As the script runs, you should see output in the Console pane, plots will appear in the Plots tab, and new PDF files appear in the Files pane.

Part 4: View Output Plots in the Browser

From within RStudio

  • Click on any of the generated .pdf files in the Files pane.
  • RStudio will display the PDF directly in the browser.

From Open OnDemand Files

  1. Return to the main Open OnDemand dashboard.
  2. Click Files → Scrubbed.

Screenshot showing the My Interactive Session section of OOD and indicating with red arrows to clice on Files and open your working directory in Scrubbed. Screenshot showing the My Interactive Session section of OOD and indicating with red arrows to clice on Files and open your working directory in Scrubbed.

  1. Click to open the tutorial directory r_rstudio_tutorial
  2. Click on one of the generated PDF files to:
  • View it directly in the browser
  • Download it to your local machine

This is the same output you would retrieve from a batch job.

Part 5: Challenge — Run the Analysis as a Slurm Job

Now that you’ve verified the analysis works interactively, you’ll submit it as a batch job using Slurm.

Your Task

Edit rscript-submit.slurm to make the following changes:

  1. Update the account and partition SBATCH directives as needed
  2. Increase the wall time to 10 minutes
  3. Add email notifications so you are emailed when the job:
  1. Update the command to run ckpt_analysis.R instead of test.R

Part 6: Submit and Review the Job

  1. Submit the job from the command line:
sbatch rscript-submit.slurm
  1. Slurm will return a job ID.
  2. Once the job completes, view the output file:
cat rscript-submit_<jobID>.out
  1. Confirm that:
  • The script ran without errors
  • Output messages are present
  • The PDF files were generated in scratch storage

OPTIONAL: You can view and download these files again using Open OnDemand → Files, just as before.

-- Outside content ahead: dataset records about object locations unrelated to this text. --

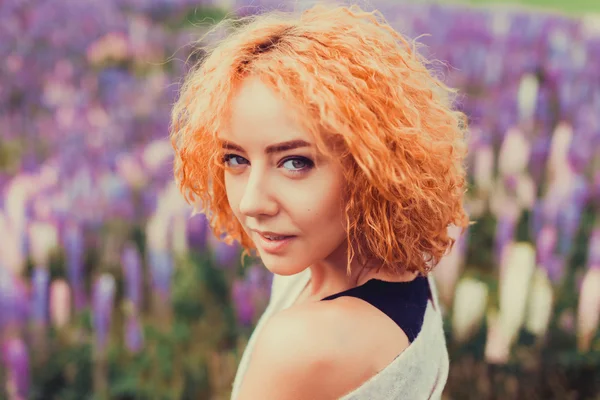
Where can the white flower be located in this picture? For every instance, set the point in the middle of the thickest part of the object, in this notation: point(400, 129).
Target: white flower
point(448, 269)
point(515, 278)
point(43, 239)
point(179, 234)
point(470, 302)
point(497, 347)
point(484, 168)
point(527, 96)
point(540, 305)
point(514, 153)
point(588, 312)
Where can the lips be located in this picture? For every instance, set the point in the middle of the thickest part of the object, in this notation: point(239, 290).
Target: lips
point(273, 242)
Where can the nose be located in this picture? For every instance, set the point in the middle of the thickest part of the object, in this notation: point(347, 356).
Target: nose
point(257, 199)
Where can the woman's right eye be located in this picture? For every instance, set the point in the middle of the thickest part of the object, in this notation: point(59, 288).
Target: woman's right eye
point(233, 160)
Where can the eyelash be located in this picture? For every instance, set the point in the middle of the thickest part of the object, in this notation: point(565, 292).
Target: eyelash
point(309, 163)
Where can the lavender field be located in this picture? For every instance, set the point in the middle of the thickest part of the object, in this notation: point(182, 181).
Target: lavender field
point(111, 287)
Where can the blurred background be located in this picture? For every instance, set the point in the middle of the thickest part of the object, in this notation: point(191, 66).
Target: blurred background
point(109, 288)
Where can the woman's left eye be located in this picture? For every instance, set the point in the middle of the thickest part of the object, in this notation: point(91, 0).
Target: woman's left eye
point(297, 164)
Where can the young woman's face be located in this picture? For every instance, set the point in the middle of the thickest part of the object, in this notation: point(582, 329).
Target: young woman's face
point(288, 198)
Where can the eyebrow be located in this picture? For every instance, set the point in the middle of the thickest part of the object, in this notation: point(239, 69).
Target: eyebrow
point(274, 148)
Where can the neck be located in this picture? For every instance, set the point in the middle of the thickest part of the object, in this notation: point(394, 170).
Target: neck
point(330, 276)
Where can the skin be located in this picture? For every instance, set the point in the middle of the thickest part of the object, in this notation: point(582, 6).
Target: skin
point(304, 351)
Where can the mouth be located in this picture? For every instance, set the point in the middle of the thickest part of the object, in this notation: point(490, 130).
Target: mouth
point(272, 242)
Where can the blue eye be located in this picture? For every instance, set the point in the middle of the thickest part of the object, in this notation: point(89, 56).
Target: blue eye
point(297, 164)
point(234, 160)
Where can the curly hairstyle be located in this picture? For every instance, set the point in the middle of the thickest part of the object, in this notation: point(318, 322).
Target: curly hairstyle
point(367, 98)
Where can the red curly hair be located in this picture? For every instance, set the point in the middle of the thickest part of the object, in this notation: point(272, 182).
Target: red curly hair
point(367, 98)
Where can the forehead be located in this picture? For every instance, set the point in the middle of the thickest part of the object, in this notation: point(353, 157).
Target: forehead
point(260, 116)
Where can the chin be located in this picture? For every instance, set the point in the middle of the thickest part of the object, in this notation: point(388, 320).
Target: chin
point(284, 266)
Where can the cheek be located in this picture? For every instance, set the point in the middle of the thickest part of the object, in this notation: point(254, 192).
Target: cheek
point(233, 193)
point(320, 210)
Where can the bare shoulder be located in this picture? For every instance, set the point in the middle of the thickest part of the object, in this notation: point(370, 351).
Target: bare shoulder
point(318, 351)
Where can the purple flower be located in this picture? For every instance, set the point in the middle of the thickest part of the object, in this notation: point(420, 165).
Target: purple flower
point(16, 361)
point(242, 300)
point(74, 247)
point(197, 231)
point(225, 255)
point(14, 301)
point(161, 270)
point(102, 306)
point(593, 256)
point(134, 337)
point(40, 282)
point(132, 269)
point(555, 267)
point(505, 231)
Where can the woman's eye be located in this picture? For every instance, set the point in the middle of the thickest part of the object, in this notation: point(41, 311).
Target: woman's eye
point(233, 160)
point(297, 164)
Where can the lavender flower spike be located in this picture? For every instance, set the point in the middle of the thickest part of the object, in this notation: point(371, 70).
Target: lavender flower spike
point(73, 242)
point(102, 306)
point(16, 361)
point(134, 336)
point(40, 282)
point(132, 269)
point(161, 269)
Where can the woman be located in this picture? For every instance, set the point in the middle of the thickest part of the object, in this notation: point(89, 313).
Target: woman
point(322, 141)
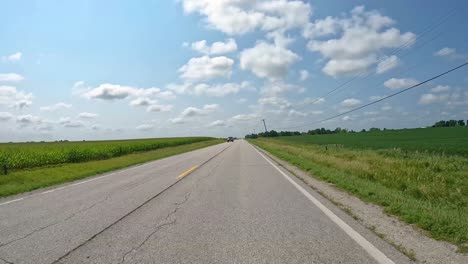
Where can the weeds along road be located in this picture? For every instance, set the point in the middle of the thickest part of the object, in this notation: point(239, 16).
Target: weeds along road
point(222, 204)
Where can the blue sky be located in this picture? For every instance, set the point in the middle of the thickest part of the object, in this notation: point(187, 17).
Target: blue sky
point(130, 69)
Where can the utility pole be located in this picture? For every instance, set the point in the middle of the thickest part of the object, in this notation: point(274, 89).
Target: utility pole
point(264, 124)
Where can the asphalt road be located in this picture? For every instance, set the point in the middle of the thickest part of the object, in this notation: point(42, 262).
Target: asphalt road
point(223, 204)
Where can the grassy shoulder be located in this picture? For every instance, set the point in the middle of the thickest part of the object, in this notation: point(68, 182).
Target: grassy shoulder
point(31, 179)
point(428, 190)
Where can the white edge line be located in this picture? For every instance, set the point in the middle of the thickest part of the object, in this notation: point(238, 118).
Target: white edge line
point(366, 245)
point(12, 201)
point(85, 181)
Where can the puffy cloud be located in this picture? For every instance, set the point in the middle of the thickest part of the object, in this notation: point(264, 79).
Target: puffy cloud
point(276, 88)
point(216, 48)
point(5, 116)
point(159, 108)
point(86, 115)
point(277, 102)
point(145, 127)
point(177, 120)
point(267, 60)
point(142, 102)
point(193, 111)
point(10, 77)
point(244, 117)
point(387, 64)
point(55, 107)
point(445, 52)
point(394, 83)
point(14, 57)
point(217, 123)
point(69, 123)
point(350, 102)
point(11, 97)
point(29, 120)
point(109, 91)
point(213, 90)
point(433, 98)
point(321, 27)
point(364, 34)
point(242, 16)
point(340, 67)
point(440, 89)
point(304, 75)
point(206, 68)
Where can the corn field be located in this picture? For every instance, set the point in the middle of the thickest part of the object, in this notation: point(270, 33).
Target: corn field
point(17, 156)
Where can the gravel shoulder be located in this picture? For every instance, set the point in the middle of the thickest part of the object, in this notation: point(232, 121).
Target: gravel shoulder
point(407, 238)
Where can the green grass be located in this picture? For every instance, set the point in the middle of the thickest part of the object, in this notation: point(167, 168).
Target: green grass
point(31, 155)
point(30, 179)
point(424, 186)
point(448, 140)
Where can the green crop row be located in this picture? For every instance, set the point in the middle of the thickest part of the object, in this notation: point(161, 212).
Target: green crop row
point(30, 155)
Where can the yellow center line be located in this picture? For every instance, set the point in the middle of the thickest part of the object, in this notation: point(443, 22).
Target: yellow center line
point(187, 172)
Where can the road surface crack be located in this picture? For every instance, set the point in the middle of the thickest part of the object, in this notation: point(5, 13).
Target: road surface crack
point(6, 261)
point(178, 206)
point(55, 223)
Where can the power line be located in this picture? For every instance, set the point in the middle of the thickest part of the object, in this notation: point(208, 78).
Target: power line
point(398, 51)
point(382, 99)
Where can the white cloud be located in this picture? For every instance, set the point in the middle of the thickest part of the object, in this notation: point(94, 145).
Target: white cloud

  1. Check the solution script solution.slurm

What You’ve Accomplished

By completing this exercise, you have:

  • Run R code interactively using a custom container
  • Generated and viewed output files in scratch storage
  • Submitted the same analysis as a non-interactive Slurm job
  • Used Rscript + Apptainer + Slurm together

This workflow: interactive development followed by batch execution, is the standard and recommended way to run R analyses on Hyak Klone.